BORIS Johnson has shelved the work from home message and told the nation to get back to the office.

In a huge shift away from the current Government guidance – which tells people to work from home where they can and go in when they can’t – the PM said it was time for people to behave normally again.

Boris Johnson urged people to go back to work if they can

The PM said in a Q&A with the public, dubbed People’s PMQs: “I want people to back to work as carefully as possible.

“It’s very important that people should be going back to work if they can now.

“I think everybody has sort of taken the ‘stay at home if you can’ advice – I think we should now say, well, ‘go back to work if you can’.

“Because I think it’s very important that people should try to lead their lives more normally.”

Mr Johnson added: “I wanted to see more people feeling confident to use the shops, use the restaurants, and get back into work – but only if we all follow the guidance.”

He said “some people have enjoyed lockdown” but that life should start to return to normal again.

But confusingly, the official guidance tells Brits to “stay alert” by “staying at home as much as possible” and “work from home if you can”.

Brits have been working from home since March – with advice changing in May to tell people who can’t work from home to get back to work.

But most people have stayed working from home if they can, with buses, trains and tubes remaining eerily empty.

The website still tells people to work from home where possible

The advice from the Government tells people to “avoid using public transport” where possible.

Earlier today Health Secretary Matt Hancock said home-working should “be the norm” and even suggested he would consider forcing bosses to give their employees the option to work from home.

When asked if he would consider enforcing this through Government legislation, Mr Hancock replied “yes”, adding: “The way you could look at it is there’s a right to request flexible working.

“I definitely think it should be the norm where possible.

“We need to persuade people that allowing flexible working should continue.
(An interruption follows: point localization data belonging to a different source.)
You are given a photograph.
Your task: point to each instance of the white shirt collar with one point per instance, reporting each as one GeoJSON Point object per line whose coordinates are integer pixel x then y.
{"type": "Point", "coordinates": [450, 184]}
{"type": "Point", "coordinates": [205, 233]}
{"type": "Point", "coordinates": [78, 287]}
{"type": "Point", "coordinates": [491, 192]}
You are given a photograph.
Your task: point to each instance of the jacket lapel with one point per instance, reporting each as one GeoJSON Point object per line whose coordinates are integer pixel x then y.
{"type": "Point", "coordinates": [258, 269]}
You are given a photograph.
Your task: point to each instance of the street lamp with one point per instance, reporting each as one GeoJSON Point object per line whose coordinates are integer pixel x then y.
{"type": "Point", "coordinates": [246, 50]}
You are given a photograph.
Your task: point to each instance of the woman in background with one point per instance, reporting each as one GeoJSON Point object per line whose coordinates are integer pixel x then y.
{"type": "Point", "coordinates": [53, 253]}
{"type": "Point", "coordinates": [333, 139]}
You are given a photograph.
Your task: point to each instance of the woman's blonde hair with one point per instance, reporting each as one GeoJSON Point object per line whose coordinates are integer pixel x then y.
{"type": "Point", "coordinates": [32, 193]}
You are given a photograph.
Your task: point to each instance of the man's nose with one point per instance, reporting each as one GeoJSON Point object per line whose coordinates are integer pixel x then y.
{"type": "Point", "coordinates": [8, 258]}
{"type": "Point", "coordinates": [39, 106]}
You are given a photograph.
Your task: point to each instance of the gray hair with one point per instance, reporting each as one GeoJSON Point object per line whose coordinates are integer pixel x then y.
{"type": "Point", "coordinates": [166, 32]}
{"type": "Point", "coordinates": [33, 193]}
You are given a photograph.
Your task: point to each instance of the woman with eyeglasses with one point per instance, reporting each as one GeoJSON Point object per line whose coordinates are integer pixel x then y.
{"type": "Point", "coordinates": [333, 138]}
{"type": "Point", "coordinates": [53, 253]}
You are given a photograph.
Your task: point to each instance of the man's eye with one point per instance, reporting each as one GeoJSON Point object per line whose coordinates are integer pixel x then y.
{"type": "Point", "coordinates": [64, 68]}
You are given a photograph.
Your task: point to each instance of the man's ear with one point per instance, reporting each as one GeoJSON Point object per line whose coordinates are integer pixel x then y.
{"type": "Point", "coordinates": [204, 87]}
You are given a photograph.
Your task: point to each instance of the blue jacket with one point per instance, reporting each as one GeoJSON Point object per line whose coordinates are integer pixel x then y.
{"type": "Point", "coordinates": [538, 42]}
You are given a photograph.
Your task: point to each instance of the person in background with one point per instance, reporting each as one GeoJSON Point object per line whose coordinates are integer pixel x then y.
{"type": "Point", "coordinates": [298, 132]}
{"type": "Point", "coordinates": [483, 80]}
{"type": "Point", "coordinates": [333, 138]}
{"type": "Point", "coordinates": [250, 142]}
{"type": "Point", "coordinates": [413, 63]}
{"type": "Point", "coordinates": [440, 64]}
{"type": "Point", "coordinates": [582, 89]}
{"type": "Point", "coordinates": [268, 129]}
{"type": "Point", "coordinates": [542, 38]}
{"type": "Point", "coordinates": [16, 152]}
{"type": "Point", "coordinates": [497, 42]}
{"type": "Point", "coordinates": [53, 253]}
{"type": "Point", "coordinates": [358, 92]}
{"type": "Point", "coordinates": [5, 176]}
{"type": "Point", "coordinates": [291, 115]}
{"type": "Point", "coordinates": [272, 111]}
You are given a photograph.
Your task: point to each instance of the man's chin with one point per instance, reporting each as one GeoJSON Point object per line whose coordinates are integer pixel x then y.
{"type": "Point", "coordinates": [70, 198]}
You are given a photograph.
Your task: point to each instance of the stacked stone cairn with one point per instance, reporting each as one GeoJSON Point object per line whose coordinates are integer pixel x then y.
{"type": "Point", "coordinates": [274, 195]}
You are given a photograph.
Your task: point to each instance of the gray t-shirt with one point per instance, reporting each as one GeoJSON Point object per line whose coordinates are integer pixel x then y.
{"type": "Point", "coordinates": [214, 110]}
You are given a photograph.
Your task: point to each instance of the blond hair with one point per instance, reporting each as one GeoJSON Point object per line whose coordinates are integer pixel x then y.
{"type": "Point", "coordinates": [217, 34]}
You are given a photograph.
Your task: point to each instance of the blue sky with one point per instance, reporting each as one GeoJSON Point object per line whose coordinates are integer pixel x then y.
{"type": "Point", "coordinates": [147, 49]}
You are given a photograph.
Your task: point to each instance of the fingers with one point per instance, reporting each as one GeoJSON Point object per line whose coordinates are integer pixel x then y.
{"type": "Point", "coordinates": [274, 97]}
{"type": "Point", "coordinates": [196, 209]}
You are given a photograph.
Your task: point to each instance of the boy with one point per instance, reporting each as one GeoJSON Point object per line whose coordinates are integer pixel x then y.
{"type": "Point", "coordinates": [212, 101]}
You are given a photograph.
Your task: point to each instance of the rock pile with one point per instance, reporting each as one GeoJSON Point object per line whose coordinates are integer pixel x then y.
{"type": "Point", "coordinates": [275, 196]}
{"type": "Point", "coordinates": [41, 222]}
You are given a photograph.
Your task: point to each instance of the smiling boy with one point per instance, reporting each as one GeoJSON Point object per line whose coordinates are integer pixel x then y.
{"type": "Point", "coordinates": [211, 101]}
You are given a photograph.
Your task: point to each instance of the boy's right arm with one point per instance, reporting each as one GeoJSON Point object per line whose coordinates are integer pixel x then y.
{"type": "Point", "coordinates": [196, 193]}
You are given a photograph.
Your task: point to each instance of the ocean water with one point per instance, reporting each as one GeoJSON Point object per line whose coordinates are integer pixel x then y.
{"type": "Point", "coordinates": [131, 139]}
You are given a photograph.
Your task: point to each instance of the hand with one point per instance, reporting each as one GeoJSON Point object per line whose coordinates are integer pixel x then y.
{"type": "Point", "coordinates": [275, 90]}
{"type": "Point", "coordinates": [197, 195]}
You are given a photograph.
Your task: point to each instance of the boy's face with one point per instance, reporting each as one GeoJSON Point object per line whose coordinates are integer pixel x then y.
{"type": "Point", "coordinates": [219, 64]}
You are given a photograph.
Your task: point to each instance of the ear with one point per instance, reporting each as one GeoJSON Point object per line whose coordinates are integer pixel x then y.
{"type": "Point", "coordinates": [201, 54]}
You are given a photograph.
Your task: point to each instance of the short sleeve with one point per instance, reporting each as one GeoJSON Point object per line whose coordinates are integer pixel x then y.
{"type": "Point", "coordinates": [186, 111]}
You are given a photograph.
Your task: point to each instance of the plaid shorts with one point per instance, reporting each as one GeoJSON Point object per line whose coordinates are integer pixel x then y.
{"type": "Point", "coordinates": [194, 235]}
This is a change that is never going to go away.”

Mr Hancock also called for a study to be done into the “efficacy” of remote working, though he said the broader benefits of the practice – particularly for women – made it worth sustaining in the long-term.

“There’s a debate as to whether people work better when they’re working from home and it’s really difficult to know whether productivity goes up or down, but we’ve just had a massive experiment in that and we need to understand the answer to that,” he said.

“There’s a big argument that productivity has gone up during this when people are working from home, certainly in terms of well-being.”